New Zealand cricket team and the term ‘dark horses’ are two perfect bystanders of the former’s World Cup quest over the years. It is just formidable that if South Africa are chokers and Pakistan are unpredictable, the Kiwis will and have been the dark horses.

It isn’t that the Black Caps are only the best among the rest. Better! They have always been termed as the ‘giant killers’. Having played five semi-finals since the inception of the World Cup, it took them four decades to finally have a stern go at the grandest prize when they faced Australia in the final four years ago.

The fate, as it seemed, was oblique; crooked towards their neighbours and opponent of the game, Australia. It was a tenure of another disappointment. But, was that a cessation of being branded as the dark horses?

As we head into another edition of the World Cup extravaganza, are New Zealand once again the underdogs? In all honesty, the Kiwis divide opinions. While some believe they are the favourites, having acquired the fourth spot in ICC ODI rankings, there’s a section which slots them behind the likes of England (firm favourites), India and South Africa.

New Zealand will resume their sketchy World Cup quest against Sri Lanka on June 1, and since the last edition of the tournament, they have enjoyed a superior outing against their opponent. In fact, their record against the last five teams (Pakistan, Bangladesh, West Indies, Sri Lanka and Afghanistan) in the rankings since 2015 is something to take note of.
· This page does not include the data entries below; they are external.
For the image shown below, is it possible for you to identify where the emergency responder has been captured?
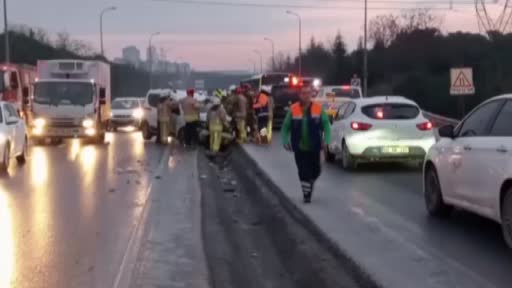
[207,97,228,153]
[157,94,173,144]
[180,89,201,146]
[234,88,247,143]
[252,89,270,143]
[281,87,331,203]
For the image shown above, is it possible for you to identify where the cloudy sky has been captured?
[8,0,503,70]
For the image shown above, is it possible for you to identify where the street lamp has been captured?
[286,10,302,77]
[99,5,117,57]
[252,50,263,73]
[148,32,160,89]
[263,37,276,72]
[4,0,11,63]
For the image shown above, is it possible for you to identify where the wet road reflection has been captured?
[0,132,163,288]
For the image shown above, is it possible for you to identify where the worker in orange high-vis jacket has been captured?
[252,89,269,143]
[281,87,331,203]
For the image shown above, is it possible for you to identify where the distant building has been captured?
[123,46,141,67]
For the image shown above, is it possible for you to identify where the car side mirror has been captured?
[100,87,107,105]
[5,116,19,125]
[21,87,30,106]
[438,124,455,139]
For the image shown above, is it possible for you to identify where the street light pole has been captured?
[253,50,263,73]
[264,37,276,72]
[249,58,256,74]
[148,32,160,89]
[4,0,11,63]
[286,10,302,77]
[100,5,117,57]
[363,0,368,97]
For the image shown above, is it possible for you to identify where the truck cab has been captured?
[31,60,111,142]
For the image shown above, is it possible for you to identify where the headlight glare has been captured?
[82,119,94,128]
[34,118,46,128]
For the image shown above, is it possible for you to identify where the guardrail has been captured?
[423,111,460,127]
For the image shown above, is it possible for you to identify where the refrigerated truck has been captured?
[31,60,111,142]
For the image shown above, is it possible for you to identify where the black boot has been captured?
[301,181,313,203]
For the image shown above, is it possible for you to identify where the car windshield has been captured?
[327,87,361,99]
[148,93,160,108]
[112,99,139,110]
[34,82,94,106]
[361,103,420,120]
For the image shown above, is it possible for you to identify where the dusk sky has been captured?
[8,0,501,70]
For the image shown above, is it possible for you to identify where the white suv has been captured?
[325,96,435,169]
[423,94,512,248]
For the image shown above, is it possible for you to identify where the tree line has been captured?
[276,9,512,117]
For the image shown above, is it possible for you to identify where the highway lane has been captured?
[246,135,512,287]
[0,132,164,288]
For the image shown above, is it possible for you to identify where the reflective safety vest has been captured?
[253,93,268,117]
[290,102,323,152]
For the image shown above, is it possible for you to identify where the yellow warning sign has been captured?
[450,68,475,95]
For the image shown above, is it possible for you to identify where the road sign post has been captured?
[450,67,475,118]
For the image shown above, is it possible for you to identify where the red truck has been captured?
[0,64,37,123]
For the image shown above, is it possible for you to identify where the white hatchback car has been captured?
[423,94,512,248]
[325,96,435,169]
[0,101,28,173]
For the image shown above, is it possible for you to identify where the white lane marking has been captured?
[112,149,170,288]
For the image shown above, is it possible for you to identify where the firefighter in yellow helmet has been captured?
[208,97,228,153]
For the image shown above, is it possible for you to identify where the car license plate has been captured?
[382,146,409,154]
[49,128,80,136]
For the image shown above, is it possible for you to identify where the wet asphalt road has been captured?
[0,132,163,288]
[246,134,512,288]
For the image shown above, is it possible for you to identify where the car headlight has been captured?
[34,118,46,128]
[82,118,94,128]
[132,108,144,119]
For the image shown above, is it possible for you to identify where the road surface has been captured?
[0,133,164,288]
[245,134,512,288]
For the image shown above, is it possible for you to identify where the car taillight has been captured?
[350,122,372,131]
[416,121,432,131]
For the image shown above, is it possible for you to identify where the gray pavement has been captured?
[244,134,512,288]
[0,133,190,288]
[130,148,208,288]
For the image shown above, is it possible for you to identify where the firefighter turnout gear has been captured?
[281,102,331,203]
[181,89,201,145]
[253,90,269,143]
[208,101,227,153]
[157,96,173,144]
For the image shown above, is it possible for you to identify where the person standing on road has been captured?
[181,89,201,146]
[235,88,248,143]
[252,89,270,142]
[208,97,227,153]
[157,95,173,144]
[281,87,331,203]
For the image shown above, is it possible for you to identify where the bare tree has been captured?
[369,9,443,47]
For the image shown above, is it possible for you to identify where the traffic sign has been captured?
[450,68,475,95]
[350,77,361,87]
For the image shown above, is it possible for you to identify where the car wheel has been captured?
[424,166,452,218]
[324,145,336,162]
[501,187,512,248]
[16,136,28,165]
[0,142,11,173]
[341,141,356,170]
[140,122,153,140]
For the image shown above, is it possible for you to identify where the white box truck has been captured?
[30,60,111,143]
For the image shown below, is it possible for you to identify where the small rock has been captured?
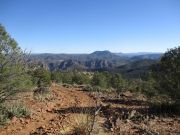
[12,116,17,123]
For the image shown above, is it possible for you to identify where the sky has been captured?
[0,0,180,53]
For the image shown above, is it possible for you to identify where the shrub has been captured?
[152,47,180,99]
[32,68,51,87]
[0,104,31,126]
[0,25,32,103]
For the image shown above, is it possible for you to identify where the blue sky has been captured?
[0,0,180,53]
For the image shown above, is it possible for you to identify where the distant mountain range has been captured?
[31,50,163,76]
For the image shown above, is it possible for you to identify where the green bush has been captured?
[32,68,51,87]
[0,25,32,103]
[0,104,31,126]
[152,47,180,99]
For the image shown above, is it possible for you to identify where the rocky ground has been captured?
[0,84,180,135]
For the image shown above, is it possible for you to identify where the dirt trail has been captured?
[0,84,97,135]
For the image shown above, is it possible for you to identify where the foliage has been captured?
[72,72,90,85]
[51,71,90,85]
[152,47,180,99]
[0,104,31,126]
[91,72,107,88]
[32,68,51,88]
[0,25,32,102]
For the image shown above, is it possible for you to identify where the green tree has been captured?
[51,71,62,83]
[0,25,32,102]
[32,68,51,87]
[111,74,125,89]
[152,47,180,98]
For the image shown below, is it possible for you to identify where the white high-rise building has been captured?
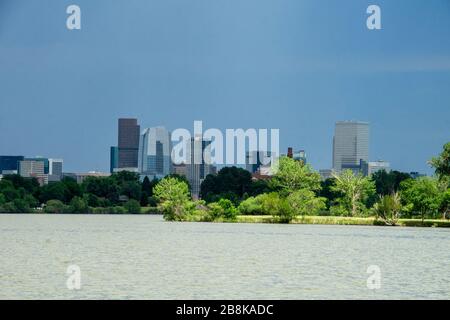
[138,127,172,178]
[19,159,48,186]
[333,121,369,172]
[48,159,63,181]
[368,160,391,175]
[186,136,213,198]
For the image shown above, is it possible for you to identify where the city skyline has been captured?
[0,0,450,174]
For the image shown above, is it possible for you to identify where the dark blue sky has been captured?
[0,0,450,173]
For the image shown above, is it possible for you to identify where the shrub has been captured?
[238,196,264,215]
[44,200,68,213]
[124,199,141,213]
[69,197,89,213]
[373,192,402,226]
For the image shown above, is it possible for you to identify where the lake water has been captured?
[0,215,450,299]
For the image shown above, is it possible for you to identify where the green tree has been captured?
[0,193,6,206]
[371,170,411,195]
[271,157,320,196]
[61,177,83,203]
[373,192,403,226]
[318,178,338,208]
[124,199,141,213]
[44,200,67,213]
[429,142,450,180]
[439,189,450,219]
[287,189,326,216]
[3,174,39,194]
[400,177,442,222]
[208,199,237,221]
[238,195,264,215]
[39,182,68,203]
[260,192,296,223]
[200,167,252,202]
[69,197,89,213]
[153,177,190,221]
[332,170,375,217]
[13,199,31,213]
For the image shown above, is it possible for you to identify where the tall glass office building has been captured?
[118,118,140,168]
[186,136,214,198]
[138,127,172,178]
[333,121,369,173]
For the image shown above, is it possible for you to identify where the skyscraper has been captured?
[245,151,272,173]
[0,156,24,174]
[333,121,369,172]
[138,127,172,178]
[118,118,140,168]
[109,147,119,173]
[48,159,63,181]
[186,136,213,198]
[19,159,48,186]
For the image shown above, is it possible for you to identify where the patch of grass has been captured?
[236,215,450,228]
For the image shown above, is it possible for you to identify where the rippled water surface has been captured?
[0,215,450,299]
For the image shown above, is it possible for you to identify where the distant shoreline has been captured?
[0,212,450,228]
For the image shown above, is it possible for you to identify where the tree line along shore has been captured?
[0,142,450,227]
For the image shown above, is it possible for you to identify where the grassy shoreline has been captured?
[0,208,450,228]
[234,215,450,228]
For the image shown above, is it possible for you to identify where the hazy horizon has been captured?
[0,0,450,174]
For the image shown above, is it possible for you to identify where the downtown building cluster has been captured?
[0,118,422,197]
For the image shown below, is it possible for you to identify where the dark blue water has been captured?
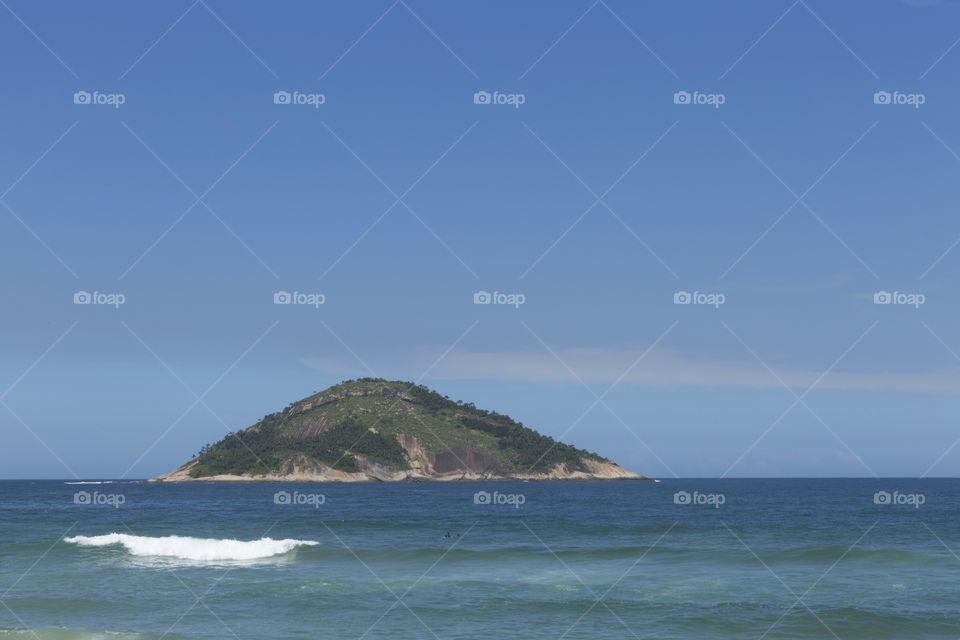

The Black Caps have played 28 matches against the aforementioned opponents since 2015 and have won 24 of them, losing just four. It is their record against the top half teams, however, which remains an area of concern. Since the last World Cup, they have played 41 matches against top-ranked countries (England, South Africa, India and Australia) and have won mere 15 of them, while losing 25.

AFP / Marty Melville

It is the individual performances though on the back of which the team can build upon a firm challenge like the previous edition. Regardless of the unpredictability of English conditions over the years, Williamson has been the most successful batsman in England since 2015, having scored a whopping 640 runs in mere eight games at an average of 80.00. Eight fifty-plus scores in his last 10 matches in England speaks volume. Furthermore, His teammate Ross Taylor follows suit with 523 runs in eight games at 74.71.

The best thing about this New Zealand team is the fact that the core which was a part of the final four years back is still intact. Baring McCullum and Daniel Vettori, the other core members are still going to be a part of it. However, the last time they played in an ICC event (2017 Champions Trophy) without the duo, they ended up being knocked out of the tournament in as early as the group stage without even registering a victory.

After all, experience of the highest level is the key. Why do you think Liverpool lost the Champions League final last year?

New Zealand, having carried a great record against a few sides, can yet again reach the semi-final, but the uncertainty will surround soon after. And if they are to get anything positive out of the tournament, the likes of Trent Boult and Tim Southee will need to extract every ounce from the pitch, a pitch which is expected to assist them in their seam.

Withal, it is safe to say this is arguably the final wave of Kiwis’ very own Galactico era. And as far as the argument over them being the dark horses is concerned, let’s just brand them as the Wolverhampton Wanderers of the ICC Cricket World Cup.